A Department of Energy project to inject carbon dioxide underground at coal plants gets rebooted with a 2015 target date.

The Department of Energy announced on Wednesday that it has pulled out of a carbon-capture technology project in favor of a restructured funding mechanism.

The DOE last year signed an agreement with the FutureGen Alliance, a coalition of coal and oil companies, to spend about $950 million on a demonstration coal-fired power plant that injects carbon dioxide emissions underground. Last December, a site for the FutureGen project in Matoon, Ill., was announced by the Alliance.

On Wednesday, the DOE said that it has scrapped that agreement and issued a new request for information, which will solicit proposals for demonstration plants that generate at least 300 megawatts. The DOE also said that President Bush's 2009 budget will include a request for $648 million in so-called clean coal research.

The reason for the restructuring is a projected cost increase to $1.8 billion, said DOE Deputy Secretary Clay Sell during a conference call with reporters.

The DOE said that advances in carbon capture and storage technology mean that power plants will be able to store 30 percent more carbon dioxide than when the project was first conceived in 2003.

Under the new plan, a demonstration plant will be built by 2015, he said. A decision on funding is expected by the end of this year. Sell said it was conceivable that members of the FutureGen Alliance, who have said they will continue with the project, could participate in the overhauled FutureGen project.
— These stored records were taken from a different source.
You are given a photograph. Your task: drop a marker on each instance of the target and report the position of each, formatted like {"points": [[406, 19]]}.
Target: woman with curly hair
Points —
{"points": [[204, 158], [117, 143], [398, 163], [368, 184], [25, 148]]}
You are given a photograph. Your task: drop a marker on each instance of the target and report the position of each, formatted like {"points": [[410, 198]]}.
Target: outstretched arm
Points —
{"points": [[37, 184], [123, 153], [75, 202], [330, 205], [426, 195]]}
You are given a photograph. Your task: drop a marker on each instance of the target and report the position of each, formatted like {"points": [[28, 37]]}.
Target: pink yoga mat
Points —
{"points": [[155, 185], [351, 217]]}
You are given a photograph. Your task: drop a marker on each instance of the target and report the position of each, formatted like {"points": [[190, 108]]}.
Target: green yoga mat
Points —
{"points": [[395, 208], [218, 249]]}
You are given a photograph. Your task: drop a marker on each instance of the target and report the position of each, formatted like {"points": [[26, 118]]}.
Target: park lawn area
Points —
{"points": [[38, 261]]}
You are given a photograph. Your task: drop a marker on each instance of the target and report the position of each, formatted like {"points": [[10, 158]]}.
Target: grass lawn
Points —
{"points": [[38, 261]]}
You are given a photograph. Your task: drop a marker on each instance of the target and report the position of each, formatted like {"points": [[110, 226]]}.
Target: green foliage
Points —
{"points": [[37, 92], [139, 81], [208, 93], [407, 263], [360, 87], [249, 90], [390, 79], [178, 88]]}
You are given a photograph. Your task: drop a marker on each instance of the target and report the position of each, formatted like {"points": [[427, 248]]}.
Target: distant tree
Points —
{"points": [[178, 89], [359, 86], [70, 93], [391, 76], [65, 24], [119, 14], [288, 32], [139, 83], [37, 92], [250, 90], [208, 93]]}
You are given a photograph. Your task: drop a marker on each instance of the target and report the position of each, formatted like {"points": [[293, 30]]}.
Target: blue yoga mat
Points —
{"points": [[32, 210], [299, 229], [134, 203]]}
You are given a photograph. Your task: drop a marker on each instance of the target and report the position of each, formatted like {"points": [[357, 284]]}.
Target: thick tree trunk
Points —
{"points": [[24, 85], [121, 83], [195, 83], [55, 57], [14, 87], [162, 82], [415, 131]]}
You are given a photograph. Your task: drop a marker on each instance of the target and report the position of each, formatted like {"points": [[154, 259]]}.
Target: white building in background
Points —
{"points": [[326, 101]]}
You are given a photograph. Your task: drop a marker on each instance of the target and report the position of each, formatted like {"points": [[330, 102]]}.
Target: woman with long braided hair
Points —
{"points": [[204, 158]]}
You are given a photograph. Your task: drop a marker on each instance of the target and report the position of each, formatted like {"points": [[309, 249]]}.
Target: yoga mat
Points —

He added that the request for information will not be limited to the integrated gasification and combined cycle (IGCC), the technique anticipated in the original FutureGen plan and the focus on the DOE's "clean coal" research and development.

The DOE will pay 100 percent of the carbon capture and storage portion of projects, Sell said. Under the former arrangement, the DOE shouldered too much financial risk, he said.

The restructured plan "protects the government's exposure and ensures that it is financially and politically viable," he said.

The decision is a bitter defeat for members of the FutureGen Alliance and those who had lobbied to have the project sited in Illinois.

Carbon capture and storage is considered an important technology to reducing overall greenhouse gas emissions, but the technology is unproven at a large scale. A study from the Massachusetts Institute of Technology last year called for government funding of carbon capture projects to work out technical issues.

Also scrapped from the previous FutureGen plans is technology to generate electricity during the carbon capture process.